Increíblemente, son ellos los que regulan aspectos esenciales de la cotidianidad de áreas urbanas y rurales, en las que asesinan, desaparecen, confinan, desplazan, abusan de niñas y mujeres, extorsionan o reclutan menores de edad. Llegando a suplantar las funciones del Estado, ejercen un férreo control de las economías ilícitas, principalmente del narcotráfico y la minería ilegal, para financiar su crecimiento. Bajo la lógica irracional de la violencia, despojan a campesinos, pueblos indígenas y afrodescendientes de sus tierras, no sin antes intimidar a sus líderes o, en el peor de los casos, acabar con ellos para luego, arrasar con sus procesos organizativos y con el tejido social de estas comunidades, dando por descontada la impunidad de sus actos. Este el alcance de un enemigo implacable al que los últimos gobiernos, también el del saliente Iván Duque, intentaron contener con estrategias que estuvieron lejos de ser efectivas, aunque sí es cierto que permitieron obtener algunos objetivos, como la captura de ‘Otoniel’. Pero seamos claros, esta no es la única organización criminal que pone en jaque al Estado.

Más allá de las cifras que desatan controversias desgastantes que suelen pasar por alto lo verdaderamente sustancial de nuestra crisis humanitaria, distintos hechos alrededor de la sistémica violencia documentados por la Oficina en Colombia de la Alta Comisionada de Naciones Unidas para los derechos humanos, el Comité Internacional de la Cruz Roja y la Defensoría del Pueblo guardan coincidencias. Entre ellas, la expansión de los grupos armados ilegales, la agudización de la violencia y el incremento progresivo de los homicidios. Los datos de los primeros siete meses del año son aterradores: 107 líderes sociales y defensores han sido asesinados, además de 28 firmantes del Acuerdo de Paz y se han cometido 56 masacres, con cerca de 200 víctimas, según datos de Indepaz.

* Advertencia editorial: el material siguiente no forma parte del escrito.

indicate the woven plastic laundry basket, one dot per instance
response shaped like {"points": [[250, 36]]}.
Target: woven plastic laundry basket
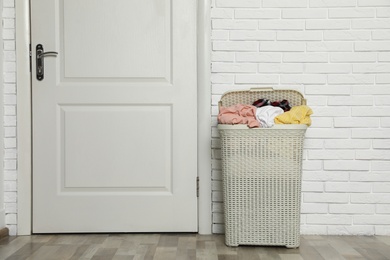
{"points": [[262, 174]]}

Colombia afronta seis conflictos armados de manera simultánea. Uno de ellos es el del Clan del Golfo. Por la gravedad de su actual arremetida, probablemente es el más desafiante. Con urgencia, requiere una respuesta solidaria de la ciudadanía, el refuerzo de medidas de la fuerza pública y acciones estructurales para su sometimiento a la justicia. Con él no es posible una negociación política. De fondo, para conjurar los otros escenarios violentos que causan un inenarrable sufrimiento a las comunidades, siguen siendo asuntos prioritarios acabar con las estructuras criminales que libran guerras focalizadas, insistir en la implementación del Acuerdo de Paz y afianzar el Estado de derecho. Hoy no estamos cerca del fin de la violencia. Millones viven con el miedo de ser las próximas víctimas de un conflicto inacabable. Los cuatro años de Iván Duque empiezan a ser cosa del pasado. Una vez más, los colombianos confían en que su próximo gobernante, en este caso, Gustavo Petro, sí encuentre el rumbo hacia una paz definitiva.